Last year environmentalists accused the hit reality TV show of greenwashing after Ten announced sponsorship deals with AGN, a subsidiary of Australian Gas Infrastructure Group, which delivers gas to more than 2m homes and businesses.

Founder of climate communications charity, Comms Declare, Belinda Noble, who lodged the complaint, said AGN had been found to have repeatedly breached ad standards on the subject. “Australian consumers are still being duped into thinking that fossil gas is a climate solution.”
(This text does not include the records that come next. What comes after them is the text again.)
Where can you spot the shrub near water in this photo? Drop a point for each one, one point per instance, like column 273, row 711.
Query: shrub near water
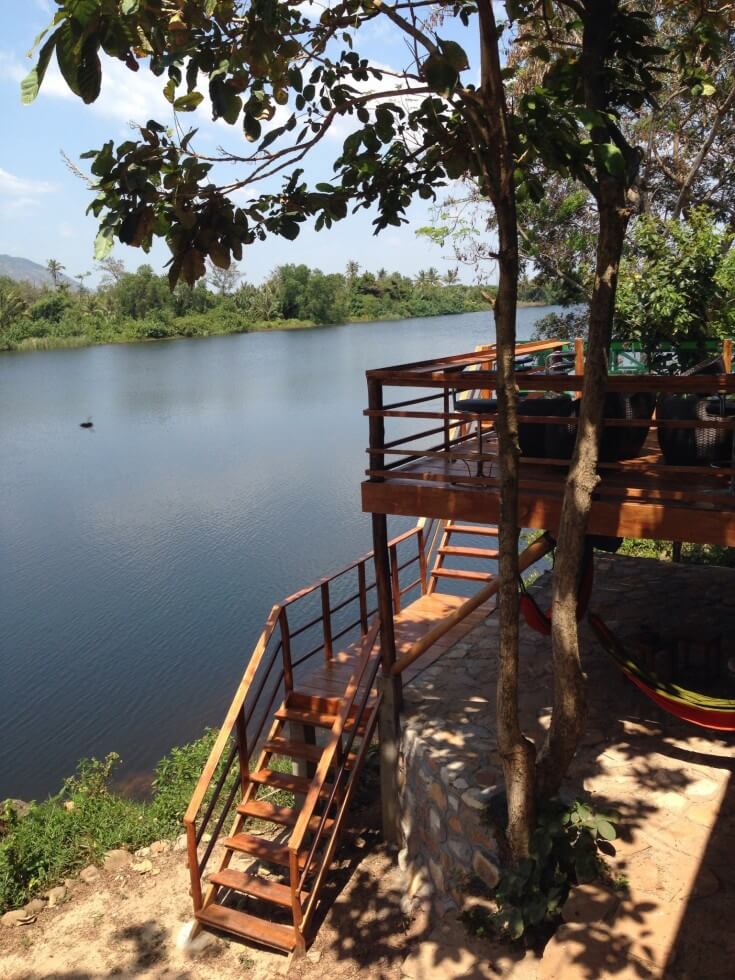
column 566, row 849
column 54, row 840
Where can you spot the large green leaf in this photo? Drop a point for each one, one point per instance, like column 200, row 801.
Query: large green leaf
column 103, row 243
column 31, row 84
column 440, row 75
column 611, row 159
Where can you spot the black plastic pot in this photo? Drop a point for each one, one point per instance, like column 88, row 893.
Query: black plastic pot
column 625, row 442
column 694, row 447
column 547, row 441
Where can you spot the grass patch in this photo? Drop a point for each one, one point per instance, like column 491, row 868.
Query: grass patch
column 86, row 818
column 75, row 827
column 692, row 554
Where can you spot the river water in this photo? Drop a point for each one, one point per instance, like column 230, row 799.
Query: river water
column 139, row 559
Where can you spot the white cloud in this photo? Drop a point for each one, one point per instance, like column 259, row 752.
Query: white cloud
column 20, row 194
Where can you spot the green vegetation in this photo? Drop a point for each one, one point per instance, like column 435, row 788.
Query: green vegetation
column 677, row 286
column 87, row 817
column 693, row 554
column 137, row 306
column 565, row 850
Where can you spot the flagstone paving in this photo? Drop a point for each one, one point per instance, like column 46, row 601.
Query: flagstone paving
column 671, row 783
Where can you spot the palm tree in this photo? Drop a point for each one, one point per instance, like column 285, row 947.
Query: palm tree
column 55, row 268
column 12, row 306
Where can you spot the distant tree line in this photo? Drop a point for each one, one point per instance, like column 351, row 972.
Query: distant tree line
column 130, row 306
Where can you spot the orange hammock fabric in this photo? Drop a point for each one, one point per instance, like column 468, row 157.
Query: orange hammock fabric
column 539, row 620
column 698, row 709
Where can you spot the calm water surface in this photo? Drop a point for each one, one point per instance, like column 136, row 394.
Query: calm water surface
column 139, row 559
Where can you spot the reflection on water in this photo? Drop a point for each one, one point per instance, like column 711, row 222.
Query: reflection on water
column 139, row 559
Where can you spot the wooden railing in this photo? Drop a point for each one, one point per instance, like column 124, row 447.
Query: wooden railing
column 320, row 619
column 362, row 718
column 459, row 443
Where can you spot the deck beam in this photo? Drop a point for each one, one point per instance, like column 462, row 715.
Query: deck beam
column 389, row 725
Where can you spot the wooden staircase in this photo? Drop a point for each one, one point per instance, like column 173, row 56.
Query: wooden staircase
column 284, row 767
column 449, row 550
column 276, row 856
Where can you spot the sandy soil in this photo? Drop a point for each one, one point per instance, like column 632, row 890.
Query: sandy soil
column 129, row 924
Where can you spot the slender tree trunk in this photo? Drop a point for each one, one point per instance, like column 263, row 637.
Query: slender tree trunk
column 569, row 702
column 516, row 751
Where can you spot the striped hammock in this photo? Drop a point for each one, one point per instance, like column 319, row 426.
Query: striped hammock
column 698, row 709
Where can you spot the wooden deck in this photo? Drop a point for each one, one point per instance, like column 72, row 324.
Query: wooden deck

Environment Victoria, which launched a campaign exposing MasterChef’s greenwashing, told Weekly Beast: “We are pleased that Ad Standards have vindicated the call to expose the misinformation and false solutions from the Australian Gas Networks”.

7.30 banks on new recruit

The ABC 7.30 host Sarah Ferguson told viewers on Thursday’s program that Jacob Greber would replace Laura Tingle as political editor.

A former Australian Financial Review economics and US correspondent, Greber only joined the ABC as chief digital political correspondent a year ago, but his story-breaking and analysis skills have impressed.

Greber, who takes up the new role on 7 July, paid tribute to Tingle, now the ABC’s global affairs editor as “an absolute class act and fearless force of nature”.

“I’m humbled and thrilled to pick up where she’s left off,” he said.